Un sourire apparut sur les lèvres de Leslie, amusée par la situation. Elle imaginait ce qui pouvait passer dans la tête de Jo. Elle qui venait de lui dire qu'il ne leur ressemblait pas.
— En tout cas, reprit Jordan. Merci d'être venu.
Les deux amis se firent une poignée de main. Petits, ils avaient vécu environ un an ensemble. Jo était destiné à recevoir la même formation que lui afin de devenir un Commando MOCH. Mais lorsque Lorage attaqua le vaisseau dans lequel ils se trouvaient, Jordan avait pu évacuer en même temps que les autres enfants MOCH et ainsi regagner leur base. Jo quant à lui, fut évacué en catastrophe et atterrit en plein territoire Impérial. C'est à ce moment qu'il perdit tout contact avec le Mouvement Chevaleresque. Jusqu'à recemment.
— Tu me présente ton amie ? reprit Jordan.
— Leslie, une exotienne, répondit X en se gardant de lui dire qu'il s'agissait de la fille de Lorage. Leslie, je te présente Jordan.
La navette Dragonfly qui avait largué Kodyn et son équipe se posa à quelques mètres d'eux, avant qu'ils ne s'y précipitent.
— Où sont les autres ? demanda le pilote.
— Ils ne reviendront pas, répondit simplement Kodyn.
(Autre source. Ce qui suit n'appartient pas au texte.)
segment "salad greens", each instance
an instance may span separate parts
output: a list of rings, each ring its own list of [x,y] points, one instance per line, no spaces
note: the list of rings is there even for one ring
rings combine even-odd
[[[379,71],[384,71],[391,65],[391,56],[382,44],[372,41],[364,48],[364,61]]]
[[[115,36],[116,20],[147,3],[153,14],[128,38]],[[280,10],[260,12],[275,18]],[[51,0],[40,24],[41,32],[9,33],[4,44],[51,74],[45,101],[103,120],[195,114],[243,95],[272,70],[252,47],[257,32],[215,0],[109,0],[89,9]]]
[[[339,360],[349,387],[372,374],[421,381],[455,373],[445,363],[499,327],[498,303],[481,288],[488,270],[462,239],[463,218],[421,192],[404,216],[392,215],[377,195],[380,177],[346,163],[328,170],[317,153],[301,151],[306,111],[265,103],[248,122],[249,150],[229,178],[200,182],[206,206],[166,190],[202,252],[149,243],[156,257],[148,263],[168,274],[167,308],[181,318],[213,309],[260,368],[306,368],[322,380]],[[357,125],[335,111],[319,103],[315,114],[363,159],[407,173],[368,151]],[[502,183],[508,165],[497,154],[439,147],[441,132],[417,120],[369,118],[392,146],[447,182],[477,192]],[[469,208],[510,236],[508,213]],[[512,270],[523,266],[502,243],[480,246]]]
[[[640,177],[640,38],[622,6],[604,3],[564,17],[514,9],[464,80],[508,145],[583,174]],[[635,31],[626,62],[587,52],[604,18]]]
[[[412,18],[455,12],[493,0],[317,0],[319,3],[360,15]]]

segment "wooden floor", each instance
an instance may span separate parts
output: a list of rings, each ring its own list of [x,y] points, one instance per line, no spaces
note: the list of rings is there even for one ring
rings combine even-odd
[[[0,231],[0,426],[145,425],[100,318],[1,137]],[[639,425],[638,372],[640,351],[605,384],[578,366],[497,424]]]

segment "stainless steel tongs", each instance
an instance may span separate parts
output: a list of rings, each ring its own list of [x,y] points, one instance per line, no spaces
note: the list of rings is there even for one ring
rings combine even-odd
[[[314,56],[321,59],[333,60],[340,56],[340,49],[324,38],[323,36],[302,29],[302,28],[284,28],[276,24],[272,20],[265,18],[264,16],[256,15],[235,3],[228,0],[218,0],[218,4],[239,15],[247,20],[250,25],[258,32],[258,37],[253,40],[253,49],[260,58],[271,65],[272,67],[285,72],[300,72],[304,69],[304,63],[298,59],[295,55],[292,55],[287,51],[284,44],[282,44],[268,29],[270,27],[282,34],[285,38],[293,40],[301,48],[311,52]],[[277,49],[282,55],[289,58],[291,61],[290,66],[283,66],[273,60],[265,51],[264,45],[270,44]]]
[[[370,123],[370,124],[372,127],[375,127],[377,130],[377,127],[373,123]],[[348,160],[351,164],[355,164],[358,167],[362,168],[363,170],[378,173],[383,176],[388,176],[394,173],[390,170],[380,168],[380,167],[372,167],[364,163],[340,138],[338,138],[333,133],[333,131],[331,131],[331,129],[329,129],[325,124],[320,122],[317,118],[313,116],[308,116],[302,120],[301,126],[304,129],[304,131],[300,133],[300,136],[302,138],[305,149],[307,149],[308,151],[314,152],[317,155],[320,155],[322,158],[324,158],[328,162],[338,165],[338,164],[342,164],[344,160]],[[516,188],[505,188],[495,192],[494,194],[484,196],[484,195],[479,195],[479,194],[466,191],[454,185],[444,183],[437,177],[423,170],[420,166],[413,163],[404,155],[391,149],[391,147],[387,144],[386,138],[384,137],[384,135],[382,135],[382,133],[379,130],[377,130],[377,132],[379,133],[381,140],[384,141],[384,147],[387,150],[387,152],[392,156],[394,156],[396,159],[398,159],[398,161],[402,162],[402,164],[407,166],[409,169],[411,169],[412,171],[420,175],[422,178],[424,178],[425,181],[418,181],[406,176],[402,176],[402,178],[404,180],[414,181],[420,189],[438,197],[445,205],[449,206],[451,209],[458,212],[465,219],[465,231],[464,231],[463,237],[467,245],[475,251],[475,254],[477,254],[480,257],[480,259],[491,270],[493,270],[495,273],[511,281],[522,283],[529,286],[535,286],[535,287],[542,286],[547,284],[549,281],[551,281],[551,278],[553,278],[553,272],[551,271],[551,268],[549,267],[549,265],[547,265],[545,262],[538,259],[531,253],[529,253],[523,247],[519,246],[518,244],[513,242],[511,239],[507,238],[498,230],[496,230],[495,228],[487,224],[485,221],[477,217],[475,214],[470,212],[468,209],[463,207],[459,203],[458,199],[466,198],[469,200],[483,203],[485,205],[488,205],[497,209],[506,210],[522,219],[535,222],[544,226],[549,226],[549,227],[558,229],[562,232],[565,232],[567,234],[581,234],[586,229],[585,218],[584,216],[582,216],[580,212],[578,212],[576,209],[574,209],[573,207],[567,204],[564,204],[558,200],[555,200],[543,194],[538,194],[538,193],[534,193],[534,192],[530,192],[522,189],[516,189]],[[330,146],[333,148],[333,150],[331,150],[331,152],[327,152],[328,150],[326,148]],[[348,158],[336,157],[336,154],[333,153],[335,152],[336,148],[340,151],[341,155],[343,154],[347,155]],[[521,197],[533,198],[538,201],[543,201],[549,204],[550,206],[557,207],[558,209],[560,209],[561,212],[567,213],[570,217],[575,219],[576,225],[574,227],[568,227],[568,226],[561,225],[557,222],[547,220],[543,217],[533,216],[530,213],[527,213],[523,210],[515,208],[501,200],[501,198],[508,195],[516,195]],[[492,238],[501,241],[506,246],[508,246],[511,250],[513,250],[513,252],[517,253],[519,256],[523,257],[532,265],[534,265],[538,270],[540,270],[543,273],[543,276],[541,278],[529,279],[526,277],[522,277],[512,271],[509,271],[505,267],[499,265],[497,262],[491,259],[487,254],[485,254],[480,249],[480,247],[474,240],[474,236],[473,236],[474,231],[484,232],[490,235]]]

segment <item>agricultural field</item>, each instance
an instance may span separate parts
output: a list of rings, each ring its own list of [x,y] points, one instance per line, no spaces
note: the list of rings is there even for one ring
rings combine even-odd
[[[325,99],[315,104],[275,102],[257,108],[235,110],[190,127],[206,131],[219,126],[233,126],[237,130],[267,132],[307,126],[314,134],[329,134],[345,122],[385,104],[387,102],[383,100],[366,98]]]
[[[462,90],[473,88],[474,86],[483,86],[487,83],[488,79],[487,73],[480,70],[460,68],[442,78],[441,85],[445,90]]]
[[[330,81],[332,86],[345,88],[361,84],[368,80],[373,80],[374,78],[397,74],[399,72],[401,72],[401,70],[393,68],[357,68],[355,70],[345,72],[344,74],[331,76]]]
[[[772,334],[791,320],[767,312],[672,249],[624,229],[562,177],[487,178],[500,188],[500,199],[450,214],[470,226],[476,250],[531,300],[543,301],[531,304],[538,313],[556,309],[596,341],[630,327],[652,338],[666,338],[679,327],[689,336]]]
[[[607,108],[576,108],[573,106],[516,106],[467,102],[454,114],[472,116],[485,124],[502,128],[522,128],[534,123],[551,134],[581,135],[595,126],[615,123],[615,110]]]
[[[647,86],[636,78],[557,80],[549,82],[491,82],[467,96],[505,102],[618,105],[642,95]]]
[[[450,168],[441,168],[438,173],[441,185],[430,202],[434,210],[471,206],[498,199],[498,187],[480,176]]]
Contacte la base et dis leur qu'il faut aller récupérer leurs corps. Et qu'il me faut des soins aussi.
— Compris.
Le groupe prit place sur les sièges de la navette. Jo s'installa en face de Jordan.
— Tu sais ce qu'ils venaient faire ici ? lui demanda-t-il.
— Je crois qu'ils recherchaient quelqu'un. Je ne sais pas qui, et je ne pense pas qu'ils l'aient trouvé.